Via Oakland, CA, USA

Marc Bamuthi Joseph is one of America’s vital voices in performance, arts education, and artistic curation. In fall 2007, he appeared on the cover of Smithsonian magazine after being named one of America’s Top Young Innovators in the Arts and Sciences. He is the artistic director of the seven-part HBO documentary Russell Simmons presents Brave New Voices and an inaugural recipient of the United States Artists Rockefeller Fellowship, which annually recognizes 50 of the country’s “greatest living artists.”
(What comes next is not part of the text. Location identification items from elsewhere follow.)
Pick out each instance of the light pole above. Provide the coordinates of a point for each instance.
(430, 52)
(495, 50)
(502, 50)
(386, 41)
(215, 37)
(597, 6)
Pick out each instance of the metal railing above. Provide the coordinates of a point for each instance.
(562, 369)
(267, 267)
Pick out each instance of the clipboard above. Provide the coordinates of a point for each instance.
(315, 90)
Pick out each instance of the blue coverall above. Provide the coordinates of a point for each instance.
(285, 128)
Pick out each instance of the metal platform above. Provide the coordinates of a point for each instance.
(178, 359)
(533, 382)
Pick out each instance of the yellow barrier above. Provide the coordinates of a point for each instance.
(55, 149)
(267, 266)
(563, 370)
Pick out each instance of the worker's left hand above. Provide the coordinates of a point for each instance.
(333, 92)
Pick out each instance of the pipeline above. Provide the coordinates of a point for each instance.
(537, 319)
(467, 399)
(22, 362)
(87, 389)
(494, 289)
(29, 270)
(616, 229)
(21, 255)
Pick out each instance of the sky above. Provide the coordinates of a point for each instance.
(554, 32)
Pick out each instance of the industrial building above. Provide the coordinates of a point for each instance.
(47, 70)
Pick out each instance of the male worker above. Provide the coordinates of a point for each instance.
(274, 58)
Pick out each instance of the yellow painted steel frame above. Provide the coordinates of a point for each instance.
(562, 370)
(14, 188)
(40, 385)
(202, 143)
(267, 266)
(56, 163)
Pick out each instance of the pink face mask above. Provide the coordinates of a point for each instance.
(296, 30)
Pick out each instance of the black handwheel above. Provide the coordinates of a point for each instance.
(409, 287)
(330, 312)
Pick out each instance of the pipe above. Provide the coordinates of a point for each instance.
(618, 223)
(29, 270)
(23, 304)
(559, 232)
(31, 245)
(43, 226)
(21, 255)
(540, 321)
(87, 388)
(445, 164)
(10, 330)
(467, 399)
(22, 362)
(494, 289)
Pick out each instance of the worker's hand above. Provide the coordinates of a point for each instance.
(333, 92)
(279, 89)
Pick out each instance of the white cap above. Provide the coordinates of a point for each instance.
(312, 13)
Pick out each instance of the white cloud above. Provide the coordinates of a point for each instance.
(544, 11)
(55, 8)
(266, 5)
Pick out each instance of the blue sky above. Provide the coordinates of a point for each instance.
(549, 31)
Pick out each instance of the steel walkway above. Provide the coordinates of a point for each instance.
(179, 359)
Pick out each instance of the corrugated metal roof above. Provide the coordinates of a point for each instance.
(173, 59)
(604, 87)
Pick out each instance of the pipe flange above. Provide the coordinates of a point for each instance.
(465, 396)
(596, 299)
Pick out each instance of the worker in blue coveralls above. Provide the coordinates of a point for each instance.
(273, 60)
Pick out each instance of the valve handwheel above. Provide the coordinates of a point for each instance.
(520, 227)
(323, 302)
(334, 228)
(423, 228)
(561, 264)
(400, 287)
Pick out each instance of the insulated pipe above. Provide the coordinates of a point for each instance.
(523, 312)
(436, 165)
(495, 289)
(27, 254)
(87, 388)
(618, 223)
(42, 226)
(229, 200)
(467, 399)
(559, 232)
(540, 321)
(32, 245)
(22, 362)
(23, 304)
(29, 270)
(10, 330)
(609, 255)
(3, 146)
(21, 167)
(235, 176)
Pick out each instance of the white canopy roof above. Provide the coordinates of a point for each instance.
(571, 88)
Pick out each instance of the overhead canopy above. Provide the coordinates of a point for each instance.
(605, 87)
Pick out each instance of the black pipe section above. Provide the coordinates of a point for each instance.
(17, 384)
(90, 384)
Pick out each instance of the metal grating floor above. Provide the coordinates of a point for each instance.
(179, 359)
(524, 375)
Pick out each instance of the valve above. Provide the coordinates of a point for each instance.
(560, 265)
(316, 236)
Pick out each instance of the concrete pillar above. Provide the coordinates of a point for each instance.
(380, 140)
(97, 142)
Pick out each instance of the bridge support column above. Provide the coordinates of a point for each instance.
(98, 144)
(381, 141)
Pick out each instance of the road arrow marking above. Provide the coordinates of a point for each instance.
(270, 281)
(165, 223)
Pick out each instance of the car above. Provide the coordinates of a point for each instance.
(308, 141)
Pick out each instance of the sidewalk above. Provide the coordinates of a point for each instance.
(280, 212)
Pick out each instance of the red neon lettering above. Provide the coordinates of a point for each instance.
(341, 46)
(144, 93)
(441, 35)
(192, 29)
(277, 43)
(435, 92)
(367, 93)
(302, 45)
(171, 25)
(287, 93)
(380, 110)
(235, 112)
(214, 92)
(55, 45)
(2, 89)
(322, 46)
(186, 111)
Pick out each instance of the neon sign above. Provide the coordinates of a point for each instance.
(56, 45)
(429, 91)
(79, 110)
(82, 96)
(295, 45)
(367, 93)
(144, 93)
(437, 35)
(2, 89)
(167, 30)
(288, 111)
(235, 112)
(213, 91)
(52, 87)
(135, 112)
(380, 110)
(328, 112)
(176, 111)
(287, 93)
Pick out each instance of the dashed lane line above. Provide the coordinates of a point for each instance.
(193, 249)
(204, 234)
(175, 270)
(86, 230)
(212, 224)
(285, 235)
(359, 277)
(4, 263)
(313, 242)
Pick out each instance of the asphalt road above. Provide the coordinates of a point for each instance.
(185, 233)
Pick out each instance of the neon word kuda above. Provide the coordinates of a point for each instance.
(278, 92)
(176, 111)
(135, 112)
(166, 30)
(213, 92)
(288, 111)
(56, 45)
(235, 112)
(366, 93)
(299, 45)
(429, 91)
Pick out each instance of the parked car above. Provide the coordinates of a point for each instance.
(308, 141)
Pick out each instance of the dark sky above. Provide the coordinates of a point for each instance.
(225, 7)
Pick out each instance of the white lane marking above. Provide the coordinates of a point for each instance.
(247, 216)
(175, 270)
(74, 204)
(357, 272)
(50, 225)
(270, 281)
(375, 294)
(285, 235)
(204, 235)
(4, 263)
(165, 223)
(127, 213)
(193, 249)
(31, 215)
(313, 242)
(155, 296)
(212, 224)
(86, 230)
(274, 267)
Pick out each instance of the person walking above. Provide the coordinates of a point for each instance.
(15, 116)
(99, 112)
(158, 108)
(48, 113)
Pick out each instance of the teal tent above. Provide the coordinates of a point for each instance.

Joseph is the 2011 Alpert Award winner in Theater, and in April 2012, he was one of 21 artists to be named to the inaugural class of Doris Duke Artists. His evening-length work red black and GREEN:a blues was nominated for a 2013 Bessie Award for “Outstanding Production (of a work stretching the boundaries of a traditional form).” Joseph’s next piece in this artistic vein, /peh-LO-tah/, is a Balinese-style shadow play that examines global economies and sexual identities through the lens of the World Cup.

Joseph is the founding Program Director of the exemplary non-profit Youth Speaks, and is a co-founder of Life is Living, a national series of one-day festivals designed to activate under-resourced parks and affirm peaceful urban life through hip-hop, the arts and focused environmental action. Joseph is currently completing new works for the Philadelphia Opera and South Coast Repertory Theater while serving as Director of Performing Arts at Yerba Buena Center in San Francisco.